Here is a helpful table summarizing proper garlic storage guidelines:
|Storage Location||Recommended Conditions|
|Pantry||Cool (50-65°F), dry, dark, loosely packed in basket/bowl with air circulation|
|Fridge||High humidity drawer or perforated plastic bag|
|Freezer||Blanched, peeled, and frozen in airtight container for up to 3 months|
|Countertop||Avoid – causes rapid sprouting and spoilage|
Signs That Garlic Has Gone Bad
If you’re unsure whether an aging garlic bulb remains usable or has spoiled, watch for these signs that indicate it’s time to throw it out:
- Very soft, mushy texture
- Translucent, shriveled cloves
- Green shoots longer than 1-2 inches
- Darkened cloves with grey, green, or black mold
- Strong odor, especially if foul or sour smelling
- Any evidence of bacteria contamination like sliminess or sticky ooze
Discard garlic immediately if you notice any of the above signs of spoilage. It’s not worth risking illness over garlic that has gone bad.

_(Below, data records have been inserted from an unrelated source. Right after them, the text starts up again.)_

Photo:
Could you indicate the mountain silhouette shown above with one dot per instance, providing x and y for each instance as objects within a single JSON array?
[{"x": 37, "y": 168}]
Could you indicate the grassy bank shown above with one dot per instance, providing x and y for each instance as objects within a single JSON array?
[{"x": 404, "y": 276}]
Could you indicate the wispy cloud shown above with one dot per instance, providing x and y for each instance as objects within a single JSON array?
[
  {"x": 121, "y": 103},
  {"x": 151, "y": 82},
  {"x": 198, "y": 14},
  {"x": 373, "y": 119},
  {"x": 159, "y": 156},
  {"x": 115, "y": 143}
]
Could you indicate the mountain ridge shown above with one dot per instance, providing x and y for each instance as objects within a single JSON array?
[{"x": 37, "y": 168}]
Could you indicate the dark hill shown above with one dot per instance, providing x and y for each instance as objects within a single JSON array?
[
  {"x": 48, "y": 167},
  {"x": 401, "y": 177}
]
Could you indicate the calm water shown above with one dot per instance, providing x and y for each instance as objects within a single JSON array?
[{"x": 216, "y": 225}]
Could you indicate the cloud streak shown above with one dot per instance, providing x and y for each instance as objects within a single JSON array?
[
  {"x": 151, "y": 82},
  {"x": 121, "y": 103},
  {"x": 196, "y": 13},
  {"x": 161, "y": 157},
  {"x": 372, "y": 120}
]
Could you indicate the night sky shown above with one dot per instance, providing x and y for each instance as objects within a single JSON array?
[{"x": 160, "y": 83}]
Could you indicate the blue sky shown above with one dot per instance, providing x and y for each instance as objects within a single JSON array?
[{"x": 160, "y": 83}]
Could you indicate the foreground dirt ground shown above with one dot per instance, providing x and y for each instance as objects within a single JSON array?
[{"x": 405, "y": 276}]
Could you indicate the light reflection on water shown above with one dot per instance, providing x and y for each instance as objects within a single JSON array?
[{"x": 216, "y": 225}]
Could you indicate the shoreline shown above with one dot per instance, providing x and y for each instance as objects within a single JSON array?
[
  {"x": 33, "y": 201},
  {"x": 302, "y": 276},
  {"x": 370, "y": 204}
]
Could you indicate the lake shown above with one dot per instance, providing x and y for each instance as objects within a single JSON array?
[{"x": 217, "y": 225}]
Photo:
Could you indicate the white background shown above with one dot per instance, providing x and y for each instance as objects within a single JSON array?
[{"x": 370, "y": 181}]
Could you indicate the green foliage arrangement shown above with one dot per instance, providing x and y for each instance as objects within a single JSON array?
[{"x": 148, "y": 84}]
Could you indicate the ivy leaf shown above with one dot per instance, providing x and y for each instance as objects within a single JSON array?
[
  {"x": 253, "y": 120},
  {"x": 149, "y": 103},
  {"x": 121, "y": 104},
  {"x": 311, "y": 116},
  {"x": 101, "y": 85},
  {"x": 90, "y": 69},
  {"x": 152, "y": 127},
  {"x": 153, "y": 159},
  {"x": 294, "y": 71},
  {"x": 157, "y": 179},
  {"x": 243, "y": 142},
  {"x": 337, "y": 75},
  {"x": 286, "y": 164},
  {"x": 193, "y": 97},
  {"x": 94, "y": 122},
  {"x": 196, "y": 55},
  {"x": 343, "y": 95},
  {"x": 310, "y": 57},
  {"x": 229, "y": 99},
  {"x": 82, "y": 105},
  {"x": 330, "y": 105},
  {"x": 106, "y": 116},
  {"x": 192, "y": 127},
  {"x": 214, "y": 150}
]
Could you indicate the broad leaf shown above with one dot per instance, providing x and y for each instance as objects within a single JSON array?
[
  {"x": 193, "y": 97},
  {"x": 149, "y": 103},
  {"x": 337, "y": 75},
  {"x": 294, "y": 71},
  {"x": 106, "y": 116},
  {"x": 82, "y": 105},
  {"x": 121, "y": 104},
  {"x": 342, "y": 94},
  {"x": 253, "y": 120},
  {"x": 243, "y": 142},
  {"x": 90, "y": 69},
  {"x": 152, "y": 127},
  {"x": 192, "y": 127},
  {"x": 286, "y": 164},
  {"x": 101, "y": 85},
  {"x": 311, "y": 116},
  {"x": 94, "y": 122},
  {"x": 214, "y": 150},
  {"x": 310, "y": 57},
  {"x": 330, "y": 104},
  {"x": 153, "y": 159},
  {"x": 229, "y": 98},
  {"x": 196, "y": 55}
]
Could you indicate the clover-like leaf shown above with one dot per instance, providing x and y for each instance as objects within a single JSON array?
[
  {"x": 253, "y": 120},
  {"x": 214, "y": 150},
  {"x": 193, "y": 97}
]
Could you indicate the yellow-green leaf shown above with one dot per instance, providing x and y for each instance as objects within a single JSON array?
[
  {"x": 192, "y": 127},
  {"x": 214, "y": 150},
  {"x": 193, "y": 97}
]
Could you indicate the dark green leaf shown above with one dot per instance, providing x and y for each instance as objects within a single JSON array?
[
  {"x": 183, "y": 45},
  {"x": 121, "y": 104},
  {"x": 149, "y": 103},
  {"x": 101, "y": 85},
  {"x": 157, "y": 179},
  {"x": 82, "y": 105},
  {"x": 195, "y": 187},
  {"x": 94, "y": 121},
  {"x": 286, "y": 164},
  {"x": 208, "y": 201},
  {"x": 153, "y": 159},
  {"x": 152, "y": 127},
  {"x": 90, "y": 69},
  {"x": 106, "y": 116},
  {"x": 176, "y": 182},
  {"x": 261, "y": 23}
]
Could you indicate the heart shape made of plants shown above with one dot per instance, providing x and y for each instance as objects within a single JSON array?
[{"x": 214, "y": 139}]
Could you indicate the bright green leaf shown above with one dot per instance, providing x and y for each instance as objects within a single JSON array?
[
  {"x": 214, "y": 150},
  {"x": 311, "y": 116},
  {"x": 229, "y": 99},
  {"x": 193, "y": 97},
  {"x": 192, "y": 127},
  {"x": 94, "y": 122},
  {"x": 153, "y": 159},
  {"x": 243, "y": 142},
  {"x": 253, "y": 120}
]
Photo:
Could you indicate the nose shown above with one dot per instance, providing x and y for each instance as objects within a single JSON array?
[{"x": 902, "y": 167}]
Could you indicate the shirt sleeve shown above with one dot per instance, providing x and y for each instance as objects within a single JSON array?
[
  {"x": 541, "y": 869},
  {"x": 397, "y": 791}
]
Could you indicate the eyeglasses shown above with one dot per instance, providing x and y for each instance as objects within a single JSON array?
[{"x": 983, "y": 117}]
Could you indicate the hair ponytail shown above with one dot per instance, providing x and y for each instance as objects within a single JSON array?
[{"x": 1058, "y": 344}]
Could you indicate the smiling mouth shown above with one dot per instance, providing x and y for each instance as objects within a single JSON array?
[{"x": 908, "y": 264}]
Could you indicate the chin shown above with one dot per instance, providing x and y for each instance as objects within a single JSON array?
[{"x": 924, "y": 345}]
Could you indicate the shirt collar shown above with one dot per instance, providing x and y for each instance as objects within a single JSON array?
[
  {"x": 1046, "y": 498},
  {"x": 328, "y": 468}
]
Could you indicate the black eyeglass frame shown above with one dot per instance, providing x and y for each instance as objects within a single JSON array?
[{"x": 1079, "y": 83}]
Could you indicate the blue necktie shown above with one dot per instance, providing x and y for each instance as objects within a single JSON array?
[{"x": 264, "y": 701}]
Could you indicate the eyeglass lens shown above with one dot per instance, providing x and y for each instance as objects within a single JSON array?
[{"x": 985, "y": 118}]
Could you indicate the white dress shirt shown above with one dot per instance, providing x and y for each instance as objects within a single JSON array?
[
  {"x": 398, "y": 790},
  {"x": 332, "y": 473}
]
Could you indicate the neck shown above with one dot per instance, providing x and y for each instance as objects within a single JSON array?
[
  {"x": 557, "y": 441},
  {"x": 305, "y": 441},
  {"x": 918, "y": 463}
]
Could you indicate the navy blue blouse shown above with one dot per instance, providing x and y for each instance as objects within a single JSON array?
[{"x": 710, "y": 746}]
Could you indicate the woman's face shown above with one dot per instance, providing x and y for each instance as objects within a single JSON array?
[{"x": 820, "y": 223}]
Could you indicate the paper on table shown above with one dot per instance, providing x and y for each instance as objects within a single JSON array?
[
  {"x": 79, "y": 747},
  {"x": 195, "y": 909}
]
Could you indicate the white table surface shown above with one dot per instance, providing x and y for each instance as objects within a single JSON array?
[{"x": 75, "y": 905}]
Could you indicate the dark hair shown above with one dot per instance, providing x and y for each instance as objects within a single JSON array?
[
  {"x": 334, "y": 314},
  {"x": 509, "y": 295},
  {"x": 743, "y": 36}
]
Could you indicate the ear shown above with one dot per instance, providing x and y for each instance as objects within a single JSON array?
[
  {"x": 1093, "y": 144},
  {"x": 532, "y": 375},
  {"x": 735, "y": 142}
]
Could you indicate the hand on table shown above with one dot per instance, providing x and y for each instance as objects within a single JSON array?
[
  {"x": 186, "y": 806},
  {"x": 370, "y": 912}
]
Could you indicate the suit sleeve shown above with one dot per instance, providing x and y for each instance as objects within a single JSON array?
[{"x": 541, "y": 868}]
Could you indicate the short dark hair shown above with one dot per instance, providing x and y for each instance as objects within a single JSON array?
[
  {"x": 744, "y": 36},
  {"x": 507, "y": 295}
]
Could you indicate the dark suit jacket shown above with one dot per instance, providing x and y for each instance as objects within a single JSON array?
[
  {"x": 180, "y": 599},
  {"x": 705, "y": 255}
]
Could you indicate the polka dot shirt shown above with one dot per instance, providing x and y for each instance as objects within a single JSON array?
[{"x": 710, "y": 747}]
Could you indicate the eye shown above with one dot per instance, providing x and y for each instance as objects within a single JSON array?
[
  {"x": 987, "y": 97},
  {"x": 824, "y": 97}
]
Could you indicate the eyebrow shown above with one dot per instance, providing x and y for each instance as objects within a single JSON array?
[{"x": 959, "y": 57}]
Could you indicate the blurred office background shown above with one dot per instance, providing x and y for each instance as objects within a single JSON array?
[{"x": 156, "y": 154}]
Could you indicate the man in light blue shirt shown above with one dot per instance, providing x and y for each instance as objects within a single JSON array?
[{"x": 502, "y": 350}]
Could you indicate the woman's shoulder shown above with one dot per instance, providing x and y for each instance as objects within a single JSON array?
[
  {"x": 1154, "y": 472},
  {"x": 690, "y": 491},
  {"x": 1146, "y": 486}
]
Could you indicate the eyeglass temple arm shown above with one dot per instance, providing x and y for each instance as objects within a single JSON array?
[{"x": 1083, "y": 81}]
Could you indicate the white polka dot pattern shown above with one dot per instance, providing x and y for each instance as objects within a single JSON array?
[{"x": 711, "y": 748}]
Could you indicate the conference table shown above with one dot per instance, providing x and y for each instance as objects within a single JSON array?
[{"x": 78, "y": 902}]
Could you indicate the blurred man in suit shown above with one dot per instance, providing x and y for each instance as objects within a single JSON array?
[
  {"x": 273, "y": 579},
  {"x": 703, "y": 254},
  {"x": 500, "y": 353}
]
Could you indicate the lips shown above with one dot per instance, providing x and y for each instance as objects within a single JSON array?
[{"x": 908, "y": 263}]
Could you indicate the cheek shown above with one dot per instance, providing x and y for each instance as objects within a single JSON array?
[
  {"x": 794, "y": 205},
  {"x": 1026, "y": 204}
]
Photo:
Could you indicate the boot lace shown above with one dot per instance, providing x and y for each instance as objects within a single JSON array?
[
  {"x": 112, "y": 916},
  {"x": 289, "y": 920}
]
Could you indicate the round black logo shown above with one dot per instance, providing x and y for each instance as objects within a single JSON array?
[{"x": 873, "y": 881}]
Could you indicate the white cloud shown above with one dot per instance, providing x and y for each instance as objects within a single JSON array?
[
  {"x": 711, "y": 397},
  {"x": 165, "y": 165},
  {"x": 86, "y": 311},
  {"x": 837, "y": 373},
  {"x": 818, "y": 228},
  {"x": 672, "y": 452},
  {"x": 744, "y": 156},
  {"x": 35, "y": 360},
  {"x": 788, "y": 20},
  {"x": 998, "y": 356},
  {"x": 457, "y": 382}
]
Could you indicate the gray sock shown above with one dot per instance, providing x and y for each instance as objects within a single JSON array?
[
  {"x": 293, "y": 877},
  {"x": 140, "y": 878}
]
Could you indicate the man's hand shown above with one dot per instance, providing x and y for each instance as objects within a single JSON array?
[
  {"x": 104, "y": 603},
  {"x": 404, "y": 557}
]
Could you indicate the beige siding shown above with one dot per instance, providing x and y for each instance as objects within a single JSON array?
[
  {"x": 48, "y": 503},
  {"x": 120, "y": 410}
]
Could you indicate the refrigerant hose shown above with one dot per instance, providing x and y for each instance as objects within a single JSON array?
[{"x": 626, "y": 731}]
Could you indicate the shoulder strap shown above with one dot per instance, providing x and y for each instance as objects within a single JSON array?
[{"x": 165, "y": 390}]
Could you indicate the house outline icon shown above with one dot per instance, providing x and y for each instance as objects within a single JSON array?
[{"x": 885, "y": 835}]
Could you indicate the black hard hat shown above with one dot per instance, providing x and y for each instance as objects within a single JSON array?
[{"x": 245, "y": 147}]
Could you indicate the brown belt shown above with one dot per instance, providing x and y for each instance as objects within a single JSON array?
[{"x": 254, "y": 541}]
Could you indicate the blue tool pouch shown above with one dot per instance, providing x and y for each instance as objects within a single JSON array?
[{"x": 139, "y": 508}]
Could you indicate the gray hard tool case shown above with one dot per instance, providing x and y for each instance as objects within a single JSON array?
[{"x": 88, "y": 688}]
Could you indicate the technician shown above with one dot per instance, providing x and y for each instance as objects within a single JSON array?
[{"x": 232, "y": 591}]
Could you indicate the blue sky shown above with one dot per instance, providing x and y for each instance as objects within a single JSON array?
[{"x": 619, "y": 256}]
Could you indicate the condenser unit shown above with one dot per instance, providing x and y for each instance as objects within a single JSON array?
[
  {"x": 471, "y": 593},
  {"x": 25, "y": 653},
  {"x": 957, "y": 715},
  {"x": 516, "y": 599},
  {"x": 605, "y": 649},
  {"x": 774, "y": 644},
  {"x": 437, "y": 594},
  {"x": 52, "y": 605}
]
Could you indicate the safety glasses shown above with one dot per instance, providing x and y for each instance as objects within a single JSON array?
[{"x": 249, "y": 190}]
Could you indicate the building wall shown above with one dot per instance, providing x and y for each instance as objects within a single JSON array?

Using Yellow Garlic in Recipes
While yellow garlic won’t provide the best flavor for raw applications like garlic bread or salad dressing, there are still ways it can be used in cooking:
- Soups, stews, and stocks – The long simmering helps mellow any bitter notes
- Roasted garlic – Baking softens flavor; spreads nicely when roasted
- Pesto and sauces – Other ingredients help mask off tastes
- Pickling – Vinegar and salt brine impart their own flavors
- Marinades and rubs – Spices and herbs pair well to enhance overall flavor
Keep in mind that older yellow garlic provides less “garlic punch” than fresh, so increase the amount as needed. Add it early in cooking process so the flavor has time to develop. Combining yellow garlic with other ingredients can still make it usable for many cooked dishes rather than discarding it.
While yellow garlic may not be as appealing or flavorful as fresh white garlic, it is generally still safe to eat barring signs of mold, sprouting, or rotting. To get the most shelf life and optimal flavor out of garlic, store bulbs properly in a cool, dry, dark space. Use yellowing garlic promptly and in cooked applications rather than raw. With proper handling, you can enjoy garlic’s flavors and health benefits without having to worry about safety issues.